Before starting the rotation at CH, the students became familiar with the 2013 community health needs assessment compiled by the St. Louis County Department of Health, focusing on the service areas for CH, BJH and SSM Health DePaul Hospital.
“This helped us understand the priorities in this community, and we saw it play out during our rotations here,” says Mueggenburg.
For example, Mueggenburg notes, the assessment identified a need for mental health services, and the Goldfarb students were able to rotate through two mental health sections at CH — the adult outpatient program and the Center for Senior Renewal.
“The students experienced all outpatient services, which is key to meeting community health objectives,” Mueggenburg says. “And it’s great that all of the staff with whom the students interacted work with patients and families who live in the local communities.”

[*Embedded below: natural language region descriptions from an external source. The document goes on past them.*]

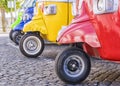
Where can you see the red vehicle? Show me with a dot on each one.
(95, 31)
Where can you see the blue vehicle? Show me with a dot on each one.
(16, 32)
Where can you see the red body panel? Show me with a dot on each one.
(85, 27)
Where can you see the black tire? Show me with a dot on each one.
(27, 42)
(10, 34)
(72, 73)
(17, 35)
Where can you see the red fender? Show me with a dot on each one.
(80, 30)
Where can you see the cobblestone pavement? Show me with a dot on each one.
(17, 70)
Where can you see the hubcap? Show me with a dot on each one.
(32, 45)
(18, 37)
(74, 66)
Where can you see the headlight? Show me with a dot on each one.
(26, 17)
(100, 5)
(35, 10)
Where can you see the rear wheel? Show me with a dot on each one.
(31, 45)
(73, 65)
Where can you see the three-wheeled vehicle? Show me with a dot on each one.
(24, 16)
(96, 32)
(51, 16)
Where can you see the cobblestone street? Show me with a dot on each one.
(18, 70)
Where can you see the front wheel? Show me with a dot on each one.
(31, 45)
(73, 65)
(17, 35)
(10, 34)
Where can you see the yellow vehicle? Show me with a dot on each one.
(50, 17)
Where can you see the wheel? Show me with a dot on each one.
(10, 34)
(72, 65)
(31, 45)
(17, 35)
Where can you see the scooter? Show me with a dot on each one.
(95, 31)
(24, 17)
(50, 17)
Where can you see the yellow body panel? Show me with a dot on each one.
(49, 25)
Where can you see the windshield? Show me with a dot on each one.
(28, 3)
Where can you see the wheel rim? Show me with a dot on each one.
(32, 45)
(18, 37)
(74, 66)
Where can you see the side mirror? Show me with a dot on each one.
(105, 6)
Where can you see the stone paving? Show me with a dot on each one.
(17, 70)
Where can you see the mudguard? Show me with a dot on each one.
(35, 25)
(80, 30)
(29, 12)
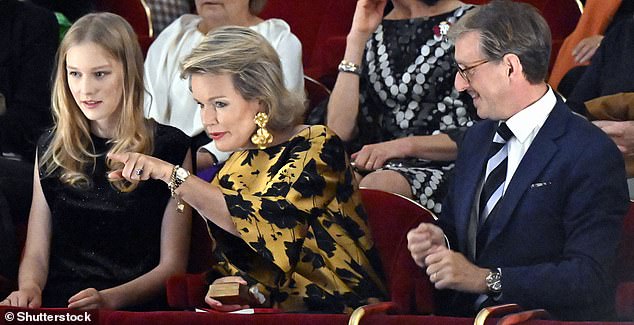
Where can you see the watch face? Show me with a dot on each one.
(182, 173)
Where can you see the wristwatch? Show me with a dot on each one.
(181, 176)
(178, 177)
(494, 282)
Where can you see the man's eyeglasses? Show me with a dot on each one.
(464, 72)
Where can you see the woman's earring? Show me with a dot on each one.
(262, 136)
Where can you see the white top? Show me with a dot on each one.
(168, 99)
(525, 125)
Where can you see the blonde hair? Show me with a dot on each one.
(256, 6)
(71, 149)
(254, 67)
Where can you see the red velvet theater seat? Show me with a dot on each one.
(390, 217)
(137, 13)
(321, 26)
(562, 17)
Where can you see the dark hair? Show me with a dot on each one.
(510, 27)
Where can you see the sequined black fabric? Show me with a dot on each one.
(407, 89)
(101, 237)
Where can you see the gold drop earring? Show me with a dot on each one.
(262, 136)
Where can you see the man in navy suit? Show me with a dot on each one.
(535, 211)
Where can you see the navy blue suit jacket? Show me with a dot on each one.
(556, 232)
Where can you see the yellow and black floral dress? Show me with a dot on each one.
(303, 239)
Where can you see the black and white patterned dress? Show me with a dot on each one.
(406, 90)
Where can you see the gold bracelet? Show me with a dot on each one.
(175, 182)
(349, 67)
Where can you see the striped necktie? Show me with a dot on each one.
(495, 174)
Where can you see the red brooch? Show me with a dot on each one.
(441, 30)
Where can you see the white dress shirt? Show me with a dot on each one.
(525, 125)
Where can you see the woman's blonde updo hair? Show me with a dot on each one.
(255, 69)
(71, 148)
(256, 6)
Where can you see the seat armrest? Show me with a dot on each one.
(495, 311)
(371, 309)
(523, 316)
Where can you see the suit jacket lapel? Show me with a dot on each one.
(534, 161)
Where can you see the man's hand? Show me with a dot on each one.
(451, 270)
(422, 240)
(90, 298)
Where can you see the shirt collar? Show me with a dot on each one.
(532, 117)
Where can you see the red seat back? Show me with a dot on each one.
(562, 17)
(321, 27)
(137, 13)
(390, 217)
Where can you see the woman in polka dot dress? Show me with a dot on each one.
(404, 126)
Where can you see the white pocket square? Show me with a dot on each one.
(540, 184)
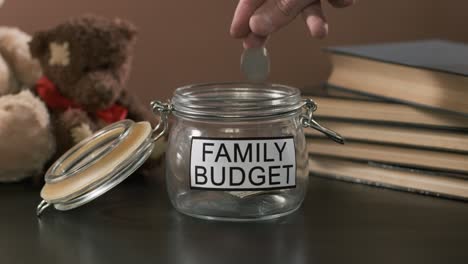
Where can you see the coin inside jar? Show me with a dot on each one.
(255, 64)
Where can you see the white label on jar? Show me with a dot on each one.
(242, 163)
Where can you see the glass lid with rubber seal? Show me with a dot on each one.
(97, 164)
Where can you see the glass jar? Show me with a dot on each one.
(237, 151)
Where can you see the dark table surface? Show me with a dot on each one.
(135, 223)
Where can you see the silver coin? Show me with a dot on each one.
(255, 64)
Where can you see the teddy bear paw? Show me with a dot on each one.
(81, 132)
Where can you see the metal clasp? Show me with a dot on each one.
(163, 109)
(307, 120)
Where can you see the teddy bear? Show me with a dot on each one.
(86, 63)
(26, 141)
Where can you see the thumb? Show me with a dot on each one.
(274, 14)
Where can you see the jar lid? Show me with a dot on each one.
(96, 165)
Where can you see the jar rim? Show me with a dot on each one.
(236, 100)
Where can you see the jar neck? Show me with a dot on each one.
(236, 100)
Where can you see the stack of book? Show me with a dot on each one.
(403, 109)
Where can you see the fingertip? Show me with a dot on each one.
(261, 25)
(341, 3)
(317, 27)
(254, 41)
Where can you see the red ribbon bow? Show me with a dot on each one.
(54, 100)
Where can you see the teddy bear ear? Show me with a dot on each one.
(38, 44)
(126, 28)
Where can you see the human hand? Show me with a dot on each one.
(255, 20)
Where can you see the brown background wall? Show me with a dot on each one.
(184, 42)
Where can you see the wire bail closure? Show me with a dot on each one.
(163, 109)
(307, 120)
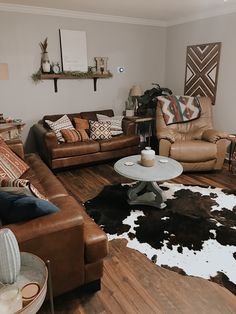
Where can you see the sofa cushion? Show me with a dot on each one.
(42, 177)
(71, 149)
(62, 123)
(118, 142)
(11, 166)
(81, 123)
(16, 208)
(193, 151)
(116, 123)
(100, 130)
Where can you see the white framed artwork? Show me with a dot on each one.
(73, 50)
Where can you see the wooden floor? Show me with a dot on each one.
(131, 283)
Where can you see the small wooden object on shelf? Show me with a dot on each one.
(63, 76)
(12, 130)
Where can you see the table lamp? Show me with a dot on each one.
(135, 93)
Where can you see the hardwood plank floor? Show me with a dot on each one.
(131, 283)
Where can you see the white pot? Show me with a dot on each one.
(129, 112)
(148, 157)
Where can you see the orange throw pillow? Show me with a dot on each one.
(11, 166)
(81, 123)
(83, 134)
(71, 135)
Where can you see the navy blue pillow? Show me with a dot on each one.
(16, 208)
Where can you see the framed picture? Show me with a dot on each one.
(201, 73)
(73, 50)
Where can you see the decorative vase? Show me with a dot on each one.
(46, 67)
(148, 157)
(10, 261)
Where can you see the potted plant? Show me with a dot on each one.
(45, 63)
(129, 107)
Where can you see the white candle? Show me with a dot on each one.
(10, 300)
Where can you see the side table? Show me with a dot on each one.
(143, 119)
(232, 139)
(33, 269)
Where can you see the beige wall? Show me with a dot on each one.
(140, 49)
(215, 29)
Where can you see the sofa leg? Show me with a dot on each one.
(93, 286)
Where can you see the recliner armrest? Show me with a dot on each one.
(213, 136)
(166, 135)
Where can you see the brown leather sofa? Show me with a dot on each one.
(73, 243)
(69, 154)
(195, 144)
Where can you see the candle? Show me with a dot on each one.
(10, 300)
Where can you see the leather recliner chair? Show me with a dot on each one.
(195, 144)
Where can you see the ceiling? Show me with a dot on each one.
(166, 11)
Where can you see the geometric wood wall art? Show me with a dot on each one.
(201, 73)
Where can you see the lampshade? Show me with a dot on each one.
(136, 90)
(3, 71)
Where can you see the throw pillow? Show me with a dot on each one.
(71, 136)
(11, 166)
(16, 208)
(81, 124)
(177, 109)
(100, 130)
(116, 123)
(19, 184)
(62, 123)
(83, 134)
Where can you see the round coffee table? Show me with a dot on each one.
(146, 191)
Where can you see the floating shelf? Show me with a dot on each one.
(63, 76)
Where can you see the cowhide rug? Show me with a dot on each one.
(195, 234)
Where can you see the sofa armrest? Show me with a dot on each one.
(17, 147)
(128, 127)
(59, 238)
(45, 141)
(66, 218)
(213, 136)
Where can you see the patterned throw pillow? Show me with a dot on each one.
(71, 136)
(11, 166)
(21, 183)
(100, 130)
(177, 109)
(116, 123)
(81, 124)
(62, 123)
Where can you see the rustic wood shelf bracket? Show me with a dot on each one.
(95, 83)
(55, 84)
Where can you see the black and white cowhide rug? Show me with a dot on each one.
(195, 234)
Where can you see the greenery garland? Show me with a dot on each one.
(37, 76)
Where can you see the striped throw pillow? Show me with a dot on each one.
(62, 123)
(100, 130)
(71, 135)
(116, 123)
(11, 166)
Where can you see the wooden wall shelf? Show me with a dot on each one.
(63, 76)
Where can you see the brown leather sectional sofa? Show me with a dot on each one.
(70, 154)
(72, 242)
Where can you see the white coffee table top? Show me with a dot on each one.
(164, 169)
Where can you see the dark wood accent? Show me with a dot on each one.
(132, 283)
(62, 76)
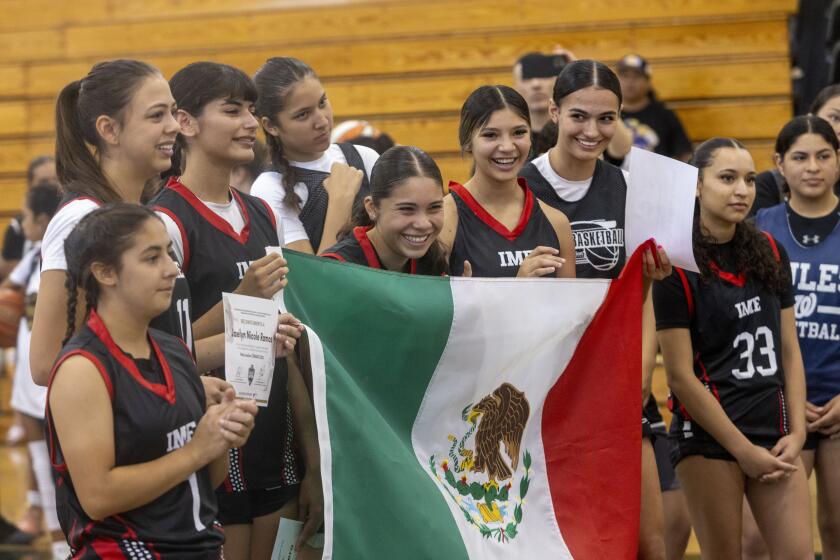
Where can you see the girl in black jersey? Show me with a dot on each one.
(217, 232)
(398, 225)
(728, 337)
(493, 221)
(314, 184)
(572, 178)
(807, 226)
(136, 447)
(124, 109)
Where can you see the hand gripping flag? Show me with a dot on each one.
(471, 417)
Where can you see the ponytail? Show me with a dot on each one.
(107, 89)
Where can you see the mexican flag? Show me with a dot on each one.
(471, 417)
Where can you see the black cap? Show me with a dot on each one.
(539, 65)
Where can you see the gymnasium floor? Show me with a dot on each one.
(13, 464)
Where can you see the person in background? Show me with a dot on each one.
(243, 176)
(655, 127)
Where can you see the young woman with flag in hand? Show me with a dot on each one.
(493, 221)
(135, 472)
(807, 226)
(398, 225)
(728, 337)
(573, 178)
(217, 233)
(315, 184)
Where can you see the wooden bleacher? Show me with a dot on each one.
(405, 65)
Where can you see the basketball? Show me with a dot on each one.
(11, 310)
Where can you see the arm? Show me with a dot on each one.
(794, 384)
(563, 229)
(342, 185)
(49, 324)
(87, 441)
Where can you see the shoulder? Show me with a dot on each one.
(268, 186)
(59, 228)
(369, 156)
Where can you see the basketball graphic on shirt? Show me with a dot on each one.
(598, 243)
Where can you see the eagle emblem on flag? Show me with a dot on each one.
(483, 464)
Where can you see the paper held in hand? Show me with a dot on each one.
(250, 329)
(660, 204)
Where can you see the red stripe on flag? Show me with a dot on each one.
(591, 428)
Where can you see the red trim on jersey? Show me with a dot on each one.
(492, 222)
(689, 298)
(271, 215)
(72, 200)
(705, 377)
(735, 279)
(360, 233)
(107, 548)
(214, 219)
(105, 377)
(166, 392)
(185, 244)
(773, 246)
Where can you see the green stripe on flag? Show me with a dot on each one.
(371, 324)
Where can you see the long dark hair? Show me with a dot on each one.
(581, 74)
(106, 90)
(393, 168)
(480, 106)
(274, 81)
(753, 253)
(100, 237)
(196, 85)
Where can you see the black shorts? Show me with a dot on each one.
(708, 448)
(238, 508)
(812, 441)
(662, 449)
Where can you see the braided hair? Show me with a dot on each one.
(100, 237)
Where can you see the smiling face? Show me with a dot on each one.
(809, 167)
(305, 123)
(500, 148)
(586, 120)
(409, 220)
(727, 187)
(831, 112)
(147, 130)
(226, 130)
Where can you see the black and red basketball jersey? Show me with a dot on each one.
(493, 250)
(735, 326)
(154, 414)
(215, 261)
(356, 248)
(177, 320)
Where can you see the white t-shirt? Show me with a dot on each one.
(229, 212)
(27, 397)
(60, 226)
(269, 187)
(571, 191)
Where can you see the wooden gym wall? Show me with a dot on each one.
(405, 65)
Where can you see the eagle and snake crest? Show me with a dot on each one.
(480, 480)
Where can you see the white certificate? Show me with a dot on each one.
(660, 204)
(250, 328)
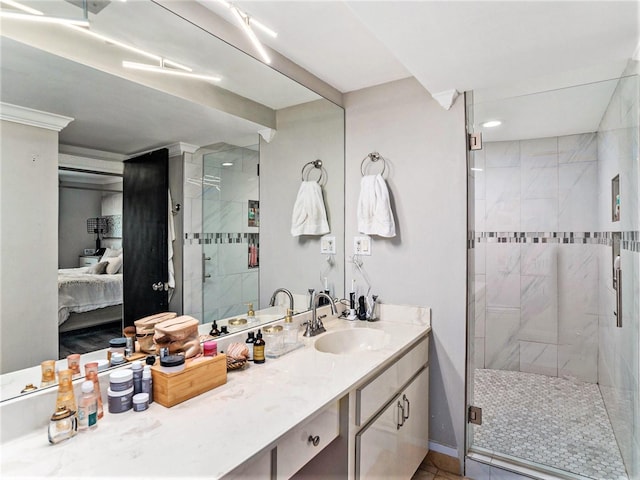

The students also spent time learning about the CH EMS CHAP, an integrated effort focusing on getting patients the right care in the most appropriate manner — in many cases, preventing a trip to the emergency department. For example, under the effort, an advanced paramedic, in a separate vehicle, responds to emergency calls along with an ambulance. If the paramedic determines the case isn’t truly an emergency, the paramedic releases the ambulance and its crew back into service, and provides the appropriate care at the patient’s home.
CHAP also seeks to improve access to primary care in the community. The program has touched more than 7,500 lives since its introduction in February 2014.
“I think having the students experience CHAP was key,” says Eppel. “They rode with the paramedics and were able to go into patients’ homes to see, firsthand, the challenges the patients are facing just trying to take care of their health care needs. That’s why I think it’s so important to give each nursing student the opportunity to look beyond the hospital walls and know that there is care beyond this building.”
“I didn’t realize the extent that the EMS team at Christian has gone to with CHAP,” says Needham, who has a bachelor’s degree in health studies with an emphasis in community health from Central Missouri State University.
Terry Stafford, CH Pain Management Center manager, says the rotation in her area was the students’ first exposure to pain management. “We help patients whose lives were deteriorating get their normal life back,” says Stafford. “That’s what we do. We work to get patients as pain-free as possible so they can have their normal life back. It was eye-opening for the students.”
“It’s been helpful to follow not only nurses while at Christian, but also social workers, radiologists, other physicians and many other health care professionals,” says Needham. “Everyone has let me get in behind the scenes and explained to me exactly what it is we’re doing. It’s been a great experience working with all the staff.”
Helping people enjoy life by improving their health
Eppel reiterates the need for a 360-degree vision when it comes to nursing.
“Each student needs to understand that care doesn’t stop at the hospital doors,” she says.
“We demonstrated our mission to these students — to help people enjoy life by improving their health. That is exactly what our outpatient facilities do. They help people heal so they can get back to a normal life, whatever that normal is for them,” Eppel says. “I’m so proud of the departments here at Christian Hospital for opening up their doors and arms to allow the students to have this experience. The Goldfarb students are going to be better nurses because of it. I have a feeling they will always remember the experience each had here at Christian Hospital.”